Support at school matters too. Each year Dr. Mitchell selects an older minority student to support and mentor younger ones. This year’s selection was Chelsea Townes, an aspiring pediatric dentist from Hackensack, N.J., who in May received dual degrees from Columbia’s College of Dental Medicine and the Mailman School of Public Health.

In college, Dr. Townes was interested in public health and worked for two summers in the Bergen County Health Department. Then she happened to go to her dentist. “We were just talking and I told him I was working at this public health department and how crazy political it is and how pressured it is. He asked me if I had ever thought about dentistry.”
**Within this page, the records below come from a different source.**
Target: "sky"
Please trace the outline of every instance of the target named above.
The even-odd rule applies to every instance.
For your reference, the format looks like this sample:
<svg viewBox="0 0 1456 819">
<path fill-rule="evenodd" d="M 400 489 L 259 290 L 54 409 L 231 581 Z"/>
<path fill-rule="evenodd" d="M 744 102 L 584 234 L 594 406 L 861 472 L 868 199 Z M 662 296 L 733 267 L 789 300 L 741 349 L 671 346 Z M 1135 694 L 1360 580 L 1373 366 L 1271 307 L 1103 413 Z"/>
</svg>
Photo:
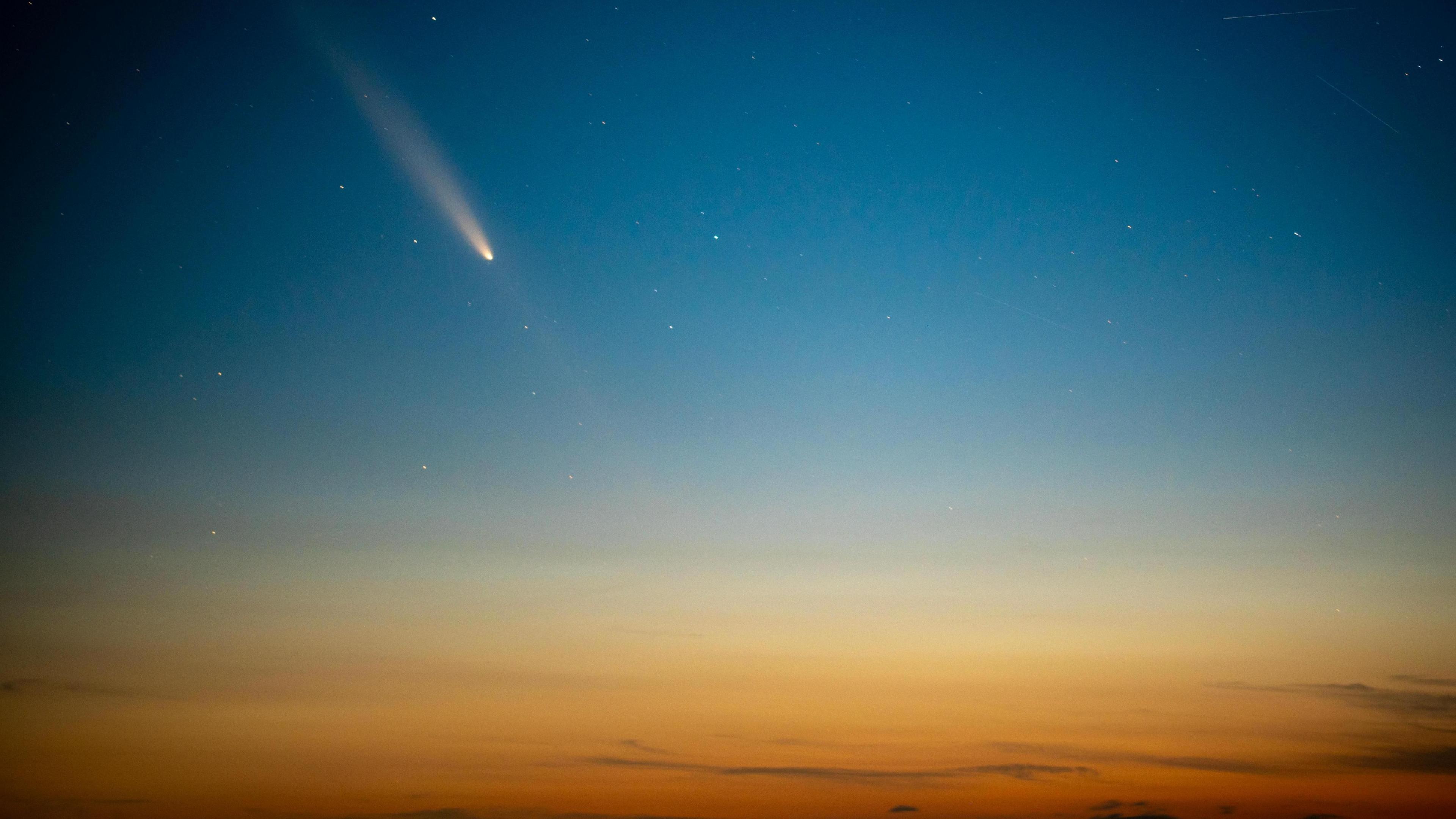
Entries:
<svg viewBox="0 0 1456 819">
<path fill-rule="evenodd" d="M 1456 813 L 1447 9 L 3 29 L 0 815 Z"/>
</svg>

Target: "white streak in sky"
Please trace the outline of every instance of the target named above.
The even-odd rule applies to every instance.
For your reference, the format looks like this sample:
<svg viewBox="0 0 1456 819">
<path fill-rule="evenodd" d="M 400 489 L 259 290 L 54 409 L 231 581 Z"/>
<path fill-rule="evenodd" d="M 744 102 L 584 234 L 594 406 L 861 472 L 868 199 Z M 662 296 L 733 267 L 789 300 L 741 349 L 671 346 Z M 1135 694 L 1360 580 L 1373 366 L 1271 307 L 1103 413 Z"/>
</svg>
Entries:
<svg viewBox="0 0 1456 819">
<path fill-rule="evenodd" d="M 1329 82 L 1329 80 L 1326 80 L 1325 77 L 1321 77 L 1319 74 L 1315 74 L 1315 77 L 1316 77 L 1316 79 L 1318 79 L 1319 82 L 1325 83 L 1326 86 L 1329 86 L 1329 87 L 1335 87 L 1335 86 L 1334 86 L 1334 83 L 1331 83 L 1331 82 Z M 1345 92 L 1342 92 L 1342 90 L 1340 90 L 1340 89 L 1335 89 L 1335 93 L 1338 93 L 1340 96 L 1342 96 L 1342 98 L 1348 99 L 1350 102 L 1356 102 L 1356 98 L 1350 96 L 1348 93 L 1345 93 Z M 1360 111 L 1364 111 L 1366 114 L 1369 114 L 1369 115 L 1374 117 L 1374 111 L 1370 111 L 1369 108 L 1366 108 L 1364 105 L 1360 105 L 1358 102 L 1356 102 L 1356 108 L 1358 108 Z M 1395 128 L 1393 128 L 1393 127 L 1392 127 L 1392 125 L 1390 125 L 1389 122 L 1386 122 L 1385 119 L 1382 119 L 1382 118 L 1379 118 L 1379 117 L 1374 117 L 1374 119 L 1376 119 L 1376 122 L 1380 122 L 1380 124 L 1382 124 L 1382 125 L 1385 125 L 1386 128 L 1390 128 L 1392 131 L 1395 131 Z M 1395 131 L 1395 133 L 1396 133 L 1396 134 L 1399 134 L 1401 131 Z"/>
<path fill-rule="evenodd" d="M 480 220 L 475 217 L 464 192 L 460 191 L 456 173 L 435 143 L 431 141 L 415 112 L 402 102 L 390 99 L 389 93 L 363 67 L 341 54 L 339 50 L 331 50 L 329 58 L 339 77 L 349 87 L 354 102 L 374 127 L 380 141 L 393 152 L 395 159 L 409 175 L 409 181 L 419 192 L 440 205 L 440 210 L 480 256 L 486 261 L 494 259 L 495 254 L 491 252 L 491 243 L 485 239 Z"/>
<path fill-rule="evenodd" d="M 1223 17 L 1226 20 L 1252 20 L 1254 17 L 1287 17 L 1290 15 L 1324 15 L 1325 12 L 1354 12 L 1354 6 L 1344 9 L 1310 9 L 1307 12 L 1274 12 L 1273 15 L 1239 15 L 1238 17 Z"/>
<path fill-rule="evenodd" d="M 1026 313 L 1028 316 L 1031 316 L 1034 319 L 1041 319 L 1041 321 L 1050 324 L 1051 326 L 1060 326 L 1061 329 L 1064 329 L 1067 332 L 1076 332 L 1075 329 L 1072 329 L 1070 326 L 1067 326 L 1064 324 L 1057 324 L 1057 322 L 1048 319 L 1047 316 L 1038 316 L 1037 313 L 1034 313 L 1031 310 L 1024 310 L 1024 309 L 1018 307 L 1016 305 L 1008 305 L 1006 302 L 1002 302 L 1000 299 L 992 299 L 990 296 L 987 296 L 986 293 L 981 293 L 980 290 L 977 290 L 976 294 L 980 296 L 981 299 L 989 299 L 992 302 L 996 302 L 997 305 L 1000 305 L 1003 307 L 1010 307 L 1010 309 L 1016 310 L 1018 313 Z"/>
</svg>

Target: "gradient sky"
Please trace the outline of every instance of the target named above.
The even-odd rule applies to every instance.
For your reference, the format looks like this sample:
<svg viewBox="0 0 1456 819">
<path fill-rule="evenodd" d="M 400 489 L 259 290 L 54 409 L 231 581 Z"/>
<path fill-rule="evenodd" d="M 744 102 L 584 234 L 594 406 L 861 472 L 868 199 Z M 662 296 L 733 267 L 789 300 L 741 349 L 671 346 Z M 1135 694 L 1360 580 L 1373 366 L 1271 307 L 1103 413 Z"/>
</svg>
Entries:
<svg viewBox="0 0 1456 819">
<path fill-rule="evenodd" d="M 0 815 L 1456 813 L 1436 6 L 7 3 Z"/>
</svg>

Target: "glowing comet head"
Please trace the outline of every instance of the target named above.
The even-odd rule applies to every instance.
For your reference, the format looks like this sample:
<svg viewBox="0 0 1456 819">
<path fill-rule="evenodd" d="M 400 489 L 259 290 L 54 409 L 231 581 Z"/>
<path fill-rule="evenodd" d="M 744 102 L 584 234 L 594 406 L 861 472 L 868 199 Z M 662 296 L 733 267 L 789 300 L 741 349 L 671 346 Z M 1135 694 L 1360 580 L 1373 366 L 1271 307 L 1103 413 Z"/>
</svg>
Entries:
<svg viewBox="0 0 1456 819">
<path fill-rule="evenodd" d="M 434 200 L 466 243 L 475 248 L 475 252 L 480 254 L 485 261 L 495 261 L 495 252 L 491 251 L 480 220 L 470 210 L 470 204 L 456 181 L 456 173 L 440 149 L 430 140 L 415 114 L 402 102 L 392 99 L 364 68 L 348 60 L 339 50 L 331 50 L 331 57 L 333 67 L 349 86 L 354 102 L 374 127 L 380 141 L 395 153 L 399 165 L 409 175 L 409 181 L 419 192 Z"/>
</svg>

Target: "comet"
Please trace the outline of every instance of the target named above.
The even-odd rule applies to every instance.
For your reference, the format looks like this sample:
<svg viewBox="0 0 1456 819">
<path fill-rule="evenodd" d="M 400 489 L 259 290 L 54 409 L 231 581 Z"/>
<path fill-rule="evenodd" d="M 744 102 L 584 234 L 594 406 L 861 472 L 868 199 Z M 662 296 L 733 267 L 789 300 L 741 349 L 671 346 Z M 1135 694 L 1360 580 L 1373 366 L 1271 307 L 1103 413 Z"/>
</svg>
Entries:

Dr. Townes had not, but she became interested and decided to give it a try. After graduating from Penn, she completed a postbac at Columbia before starting at the dental school.

Although her dentist and mentor had been concerned that Columbia might be too stuffy for her, Dr. Townes was pleasantly surprised. “They told us the medical curriculum had been condensed so a shift toward making sure we have more clinical work was possible.”

That meant Columbia was a place where she didn’t have to give up her former interest in public health. “I always knew I wanted to continue doing public health if I could,” she says. “But doing clinical work and having one-on-one interactions with patients is definitely a goal for me. I don’t want to ever just sit behind a desk and do research.”

Dr. Townes has now started a pediatric residency on Long Island. “My dream would be to combine pediatrics with public health, community outreach, teaching, everything. But that would be a dream. I’ll see if it actually happens.”